Arkisys is a space infrastructure-as-a-service startup that’s stayed relatively quiet about engineering efforts until this week.
Yesterday, the Southern California startup revealed a “port module wedge,” the first tangible building block toward its goal of creating an orbital outpost. At a Pasadena, CA, event, Arkisys showed off the ~1x~1 meter component to a group of partners, prospective customers, and government officials. The wedge is the atomic unit of “the port,” a modular, robotic platform that Arkisys plans to assemble in low-Earth orbit (LEO).
The port
Arkisys likens its LEO outpost concept to a commercial seaport. “Ships coming and going, cargo going on and coming off…We want to enable that level of quantity and tempo and simplicity, but in space,” Arkisys CEO David Barnhart told Payload. While it will take some time for any space port to match the throughput of one on Earth servicing the commercial shipping industry, the comparison makes sense. The port could host space vessels and provide additional services.
The market
Barnhart divvied up the port’s user base into three categories:
- The existing market of “everything focused on the Earth,” such as hosting Earth observation and communications payloads. But this category could also include docking for microgravity experiments or new types of vehicles.
- Space “servicing,” i.e. extending a satellite’s lifespan, refurbishing/repairing spacecraft, or otherwise salvaging parts from debris.
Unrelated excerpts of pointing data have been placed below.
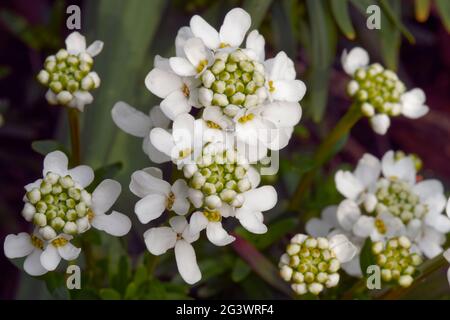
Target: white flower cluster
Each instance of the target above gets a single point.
(246, 106)
(59, 208)
(311, 264)
(384, 199)
(68, 74)
(379, 92)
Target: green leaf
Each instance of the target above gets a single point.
(443, 7)
(321, 56)
(257, 10)
(109, 294)
(422, 10)
(366, 257)
(44, 147)
(240, 270)
(342, 17)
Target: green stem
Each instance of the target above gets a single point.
(325, 151)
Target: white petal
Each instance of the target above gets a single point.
(75, 43)
(234, 27)
(131, 120)
(159, 240)
(196, 52)
(17, 246)
(217, 234)
(260, 199)
(283, 114)
(150, 208)
(95, 48)
(116, 223)
(147, 181)
(69, 251)
(198, 222)
(380, 123)
(343, 248)
(184, 33)
(175, 104)
(281, 67)
(182, 67)
(55, 162)
(83, 175)
(105, 195)
(348, 213)
(348, 185)
(288, 90)
(356, 58)
(50, 258)
(413, 105)
(368, 170)
(178, 224)
(317, 227)
(252, 221)
(162, 140)
(403, 169)
(162, 83)
(203, 30)
(32, 264)
(364, 226)
(187, 262)
(256, 42)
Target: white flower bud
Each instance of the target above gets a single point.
(405, 281)
(47, 232)
(28, 211)
(333, 280)
(213, 202)
(64, 97)
(70, 227)
(315, 288)
(367, 109)
(205, 96)
(286, 273)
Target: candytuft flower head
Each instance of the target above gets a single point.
(60, 207)
(311, 264)
(397, 261)
(68, 74)
(379, 92)
(383, 200)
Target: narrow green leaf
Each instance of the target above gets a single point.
(44, 147)
(342, 17)
(422, 10)
(443, 7)
(109, 294)
(366, 257)
(240, 270)
(257, 10)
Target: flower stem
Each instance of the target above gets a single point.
(74, 135)
(325, 151)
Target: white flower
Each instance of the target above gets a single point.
(211, 221)
(157, 195)
(178, 236)
(232, 32)
(365, 88)
(281, 82)
(72, 88)
(138, 124)
(24, 245)
(63, 190)
(179, 94)
(250, 213)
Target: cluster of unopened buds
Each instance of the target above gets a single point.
(68, 74)
(312, 264)
(396, 261)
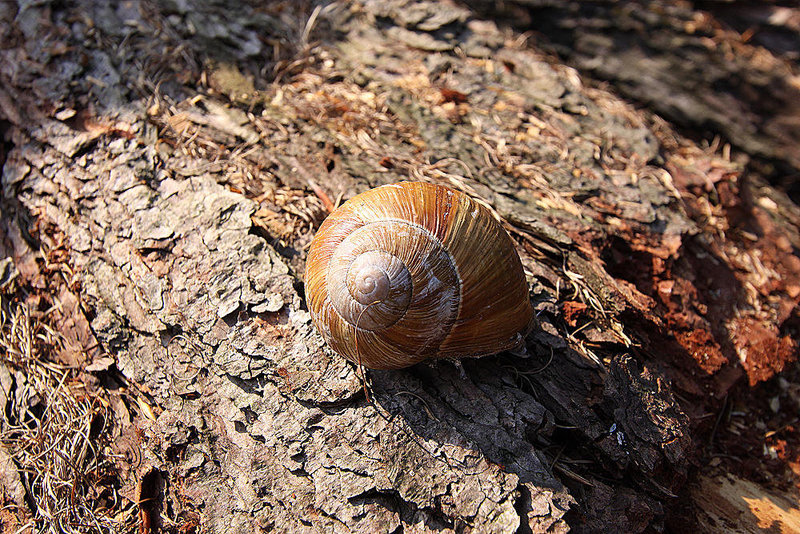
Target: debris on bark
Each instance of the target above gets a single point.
(164, 168)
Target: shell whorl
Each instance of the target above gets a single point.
(405, 272)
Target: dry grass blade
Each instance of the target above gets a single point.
(51, 430)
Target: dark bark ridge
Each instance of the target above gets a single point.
(166, 195)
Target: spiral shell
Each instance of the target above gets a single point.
(413, 271)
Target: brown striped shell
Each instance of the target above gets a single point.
(413, 271)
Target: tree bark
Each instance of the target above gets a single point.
(187, 151)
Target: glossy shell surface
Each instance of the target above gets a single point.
(414, 271)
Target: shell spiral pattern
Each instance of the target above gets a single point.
(413, 271)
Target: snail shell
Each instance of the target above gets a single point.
(412, 271)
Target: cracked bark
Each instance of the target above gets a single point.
(193, 288)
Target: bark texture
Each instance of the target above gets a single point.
(186, 151)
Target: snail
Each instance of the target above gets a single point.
(413, 271)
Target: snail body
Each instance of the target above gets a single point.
(414, 271)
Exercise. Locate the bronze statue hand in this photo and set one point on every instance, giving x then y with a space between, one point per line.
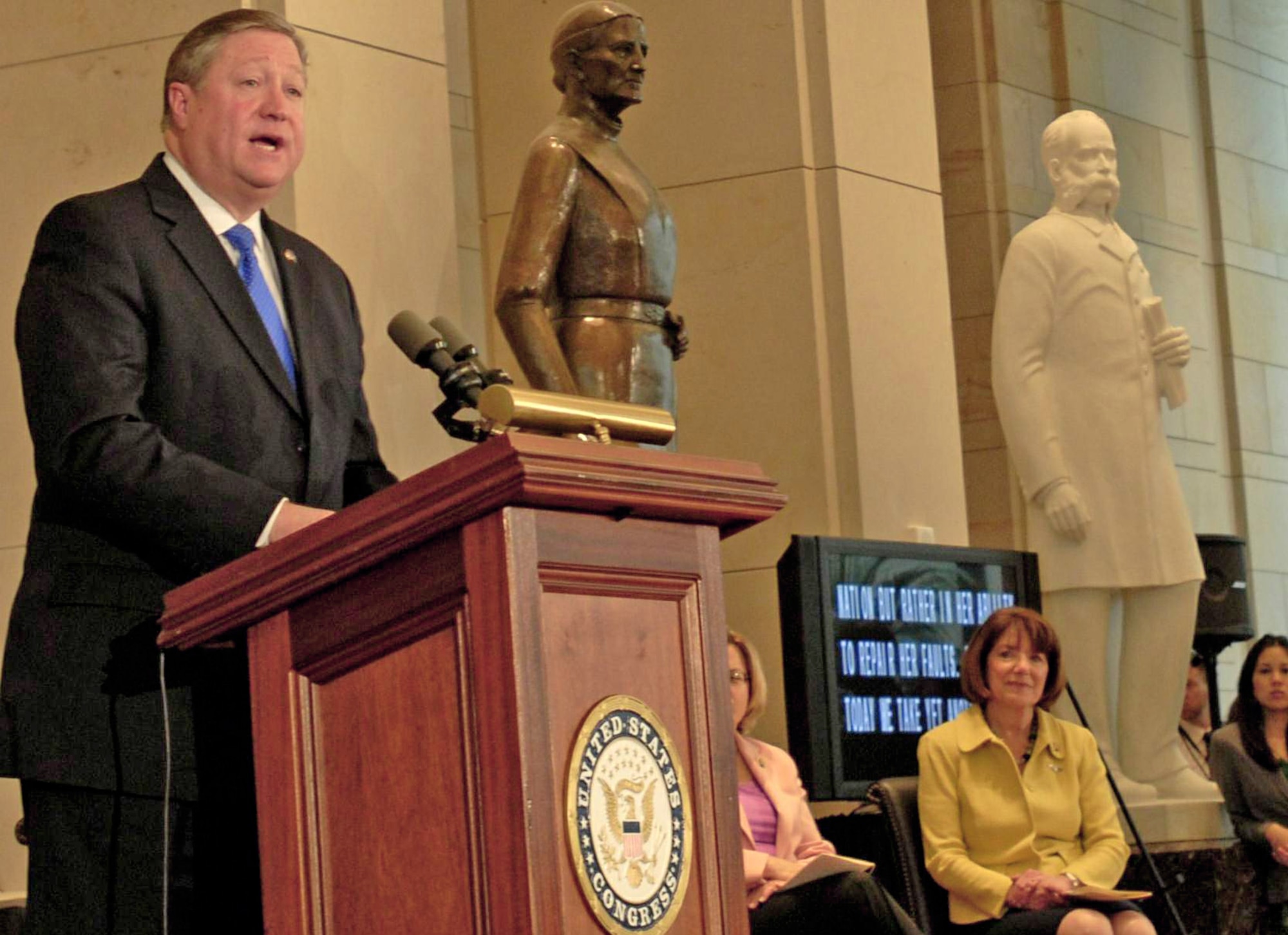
678 334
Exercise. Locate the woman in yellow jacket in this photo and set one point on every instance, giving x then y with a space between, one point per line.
1016 807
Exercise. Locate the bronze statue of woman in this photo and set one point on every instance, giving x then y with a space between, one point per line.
591 258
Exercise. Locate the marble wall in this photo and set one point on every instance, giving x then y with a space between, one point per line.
1195 93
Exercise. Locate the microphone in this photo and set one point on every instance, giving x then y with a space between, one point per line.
458 345
459 379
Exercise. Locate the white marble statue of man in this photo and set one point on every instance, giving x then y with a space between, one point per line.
1076 375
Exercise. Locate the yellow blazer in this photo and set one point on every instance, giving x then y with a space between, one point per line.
983 824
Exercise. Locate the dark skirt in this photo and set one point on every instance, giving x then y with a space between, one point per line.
846 902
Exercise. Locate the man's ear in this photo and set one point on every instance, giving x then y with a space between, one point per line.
180 97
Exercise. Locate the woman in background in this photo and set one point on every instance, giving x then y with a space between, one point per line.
780 835
1016 807
1250 763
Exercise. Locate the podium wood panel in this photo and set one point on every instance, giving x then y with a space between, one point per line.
423 663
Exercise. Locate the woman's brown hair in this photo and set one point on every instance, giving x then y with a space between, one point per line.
1043 637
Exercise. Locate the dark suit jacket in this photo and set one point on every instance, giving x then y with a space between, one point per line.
166 433
1254 797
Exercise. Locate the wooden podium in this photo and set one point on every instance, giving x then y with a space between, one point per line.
422 665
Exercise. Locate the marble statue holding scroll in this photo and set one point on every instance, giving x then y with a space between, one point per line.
1083 356
589 263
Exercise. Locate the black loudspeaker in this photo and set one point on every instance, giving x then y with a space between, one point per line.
1226 610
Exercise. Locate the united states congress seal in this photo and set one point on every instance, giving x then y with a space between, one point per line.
629 818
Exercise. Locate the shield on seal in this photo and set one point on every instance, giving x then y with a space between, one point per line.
633 843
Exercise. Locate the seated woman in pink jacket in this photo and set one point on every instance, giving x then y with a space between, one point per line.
780 835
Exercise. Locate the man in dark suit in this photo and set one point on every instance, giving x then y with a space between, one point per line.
193 381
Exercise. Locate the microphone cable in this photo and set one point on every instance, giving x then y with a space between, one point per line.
166 806
1132 824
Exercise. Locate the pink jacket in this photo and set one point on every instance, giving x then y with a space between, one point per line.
798 834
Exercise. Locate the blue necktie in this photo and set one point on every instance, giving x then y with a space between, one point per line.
248 267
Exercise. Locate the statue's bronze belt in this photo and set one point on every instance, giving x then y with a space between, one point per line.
647 312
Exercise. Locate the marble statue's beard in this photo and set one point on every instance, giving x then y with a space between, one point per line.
1071 194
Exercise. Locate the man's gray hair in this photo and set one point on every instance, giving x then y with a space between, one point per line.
193 57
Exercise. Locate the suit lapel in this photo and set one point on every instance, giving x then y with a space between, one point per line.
298 297
209 263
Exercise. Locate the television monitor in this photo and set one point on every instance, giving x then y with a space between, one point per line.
873 633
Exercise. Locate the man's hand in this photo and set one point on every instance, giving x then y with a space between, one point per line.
1277 836
293 518
678 333
1066 512
1173 347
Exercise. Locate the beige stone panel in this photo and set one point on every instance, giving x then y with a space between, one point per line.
1180 180
902 361
1277 404
475 310
460 109
1268 207
1273 69
35 30
1251 405
1263 25
1249 115
1031 203
1155 23
1084 55
746 290
1271 602
1250 260
746 118
387 216
412 29
752 609
1259 317
1233 53
1108 10
1152 230
1022 32
1141 167
457 44
982 435
1174 424
14 856
973 263
48 158
1265 467
1202 411
952 43
1232 184
989 489
1173 8
1195 455
466 186
961 150
1143 77
973 350
1218 17
1023 118
879 56
500 355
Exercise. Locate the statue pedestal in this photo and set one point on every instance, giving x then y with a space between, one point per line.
1170 821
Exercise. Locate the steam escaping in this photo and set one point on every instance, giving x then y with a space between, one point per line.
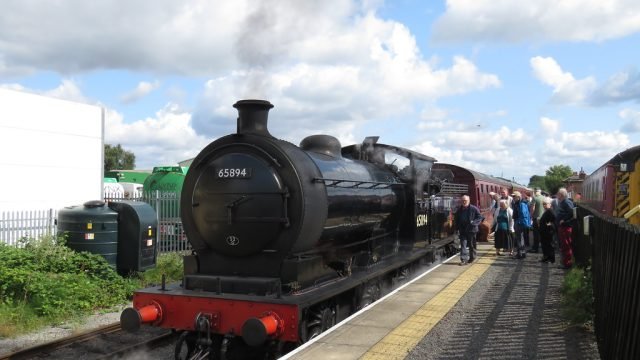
257 48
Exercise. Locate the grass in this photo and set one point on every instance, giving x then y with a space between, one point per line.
45 283
577 297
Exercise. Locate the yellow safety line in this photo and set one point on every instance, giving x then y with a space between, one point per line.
399 342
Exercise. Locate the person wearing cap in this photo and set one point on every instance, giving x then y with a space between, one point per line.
467 219
522 224
535 217
547 228
503 224
565 222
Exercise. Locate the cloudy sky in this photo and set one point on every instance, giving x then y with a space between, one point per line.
505 87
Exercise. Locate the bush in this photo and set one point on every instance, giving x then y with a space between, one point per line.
169 264
56 282
44 283
577 296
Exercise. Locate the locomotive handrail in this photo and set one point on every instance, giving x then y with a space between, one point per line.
256 148
356 183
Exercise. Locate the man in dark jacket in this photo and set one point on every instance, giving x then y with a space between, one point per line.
565 222
467 219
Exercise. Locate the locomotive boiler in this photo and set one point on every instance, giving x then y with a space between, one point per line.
287 239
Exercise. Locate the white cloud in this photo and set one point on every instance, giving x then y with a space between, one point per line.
566 89
621 87
67 90
385 76
142 89
540 20
586 145
161 140
632 120
549 126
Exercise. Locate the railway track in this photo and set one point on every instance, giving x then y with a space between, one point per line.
106 342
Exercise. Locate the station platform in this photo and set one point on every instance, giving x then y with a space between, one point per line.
495 308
- The “undiscovered market,” which consists of space-to-space services lacking immediate demand but commercial applications later this decade. These are the unknown unknowns—a new class of payloads, experiments, and use cases we can’t necessarily fully envision today.
Funding history
Arkisys hasn’t disclosed any venture investors or private backers. Last year, the company received a $366,000 contract from the Pentagon’s Defense Innovation Unit (DIU), as spotted by SpaceNews, for uncrewed orbital outpost concepts.
The feasibility
“All the technology exists today. It’s an integration task to get it up there,” Barnhart said. To expand its addressable market, Arkisys needs its software and hardware to be interoperable. The company has designed the port from first principles, Barnhart suggested, by trying to make its interfaces and protocols as universally compatible as possible.
On-orbit assembly is another obvious challenge. On capital constraints, Barnhart said: “The good thing is that this is not a billion dollar activity. The bad thing is that it’s not just a million dollars.”
The final bottleneck that Arkisys must solve is speedy data transfer rates back down to Earth. Customers will want to act on the data as quickly as possible, Barnhart noted.
Looking forward…
The startup is already in talks with launch providers, as it’s targeting 2023 to bring the first port module into space. Eventually, Arkisys would want monthly port arrivals, implying launch cadence and capacity beyond what’s offered today. Beyond launch, the company will succeed if the rest of the industry does, too. Seaports need a robust shipping industry to survive and thrive.